Image Captioning is a supervised learning task that input data for an image $x $, the output data is a statement describing the image $y $. Vinyals et al. [2015] is similar to the machine translation just now , but the original encoder changed to convolution neural Network, decoder or LSTM layer, K Arpathy and Fei-fei [2014] uses a bidirectional CNN with a attention mechanism to encoding the image, and uses the standard RNN to decode the description of the image, using the vector of words generated by the Word2vec.

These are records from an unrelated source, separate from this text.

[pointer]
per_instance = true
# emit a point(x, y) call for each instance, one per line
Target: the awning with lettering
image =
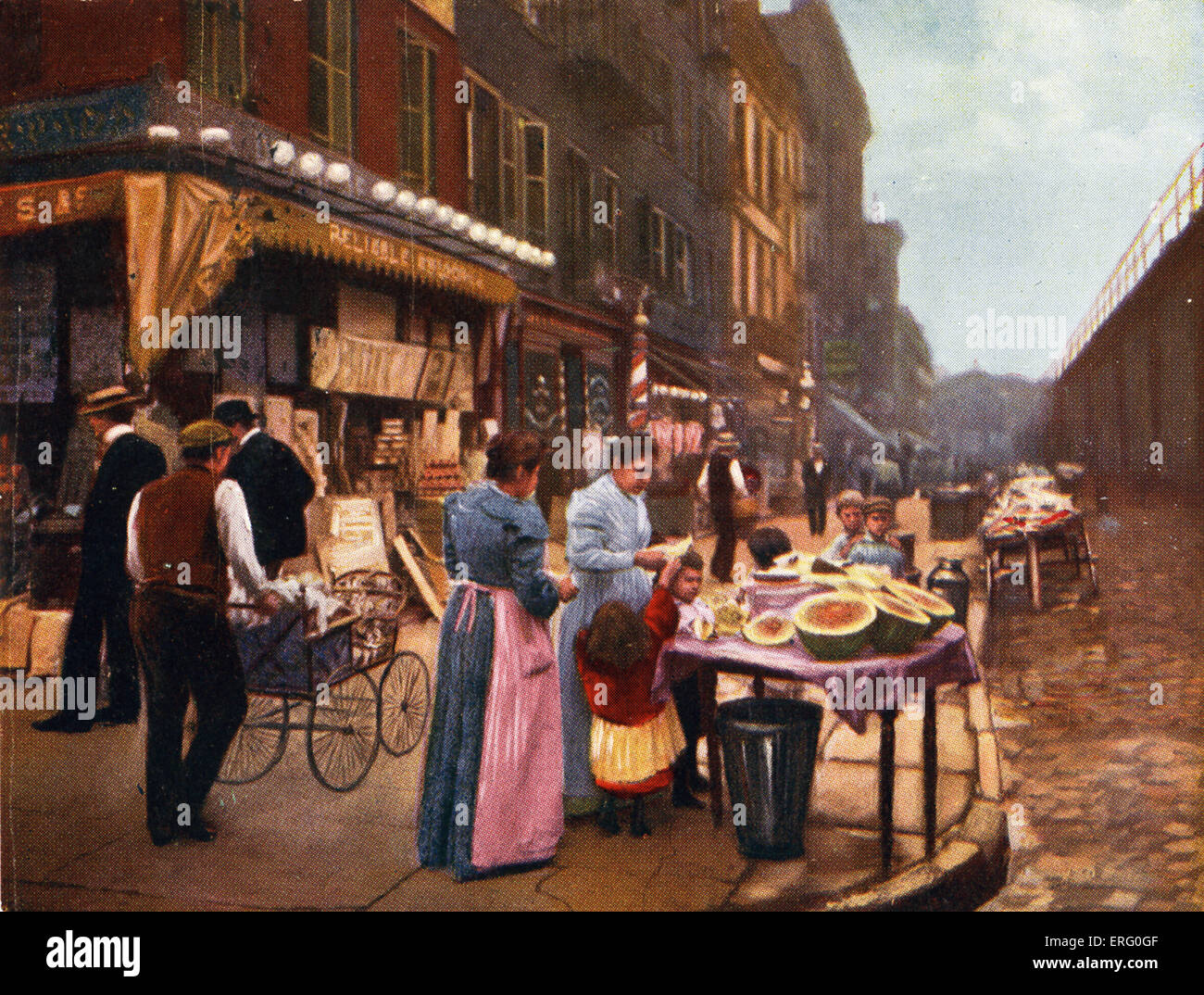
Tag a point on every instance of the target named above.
point(292, 227)
point(32, 206)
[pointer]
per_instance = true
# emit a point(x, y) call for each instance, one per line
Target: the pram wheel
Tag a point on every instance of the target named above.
point(344, 733)
point(405, 702)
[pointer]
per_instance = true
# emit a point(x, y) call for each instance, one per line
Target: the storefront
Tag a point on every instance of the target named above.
point(564, 372)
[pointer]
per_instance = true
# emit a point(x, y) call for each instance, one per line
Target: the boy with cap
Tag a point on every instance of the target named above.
point(184, 530)
point(875, 548)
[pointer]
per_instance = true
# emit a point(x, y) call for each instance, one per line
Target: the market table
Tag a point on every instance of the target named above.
point(942, 659)
point(1070, 535)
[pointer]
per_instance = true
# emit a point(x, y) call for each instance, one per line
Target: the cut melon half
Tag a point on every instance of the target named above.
point(899, 625)
point(770, 629)
point(834, 625)
point(939, 611)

This model produces the captioning of the whole picture, and also produces the correspondence between the image area and the text fragment.
When the printing image is inferred, the process is similar to machine translation, decoding one word at a time, and getting the best words as input for the next moment, knowing to reach <eos>. Karpathy and Fei-fei are tested on three datasets: [flickr8k, flickr30k, and COCO, respectively, 50MB (8000 images), 200MB (30,000 images), and 750 MB (328,000 images)], and the CNN used by encoder is trained on Image Net.
some of the other tasks, like handwriting recognition, in this task, bidirectional LSTM achieved the State-of-the-art effect, HMM's quasi-rate is 70.1%, and bidirectional LSTM reached 81.5%. And in recent years people have put the above successful methods and applications to unsupervised video encoding [Srivastava et al., 2015] with video captioning [Venugopalan et al., 2015] very To program execution [Zaremba and Sutskever,], video captioning the author uses CNN to get pictures of the characteristics of the frame and then throw into the LSTM to encode, decoding the corresponding words generated.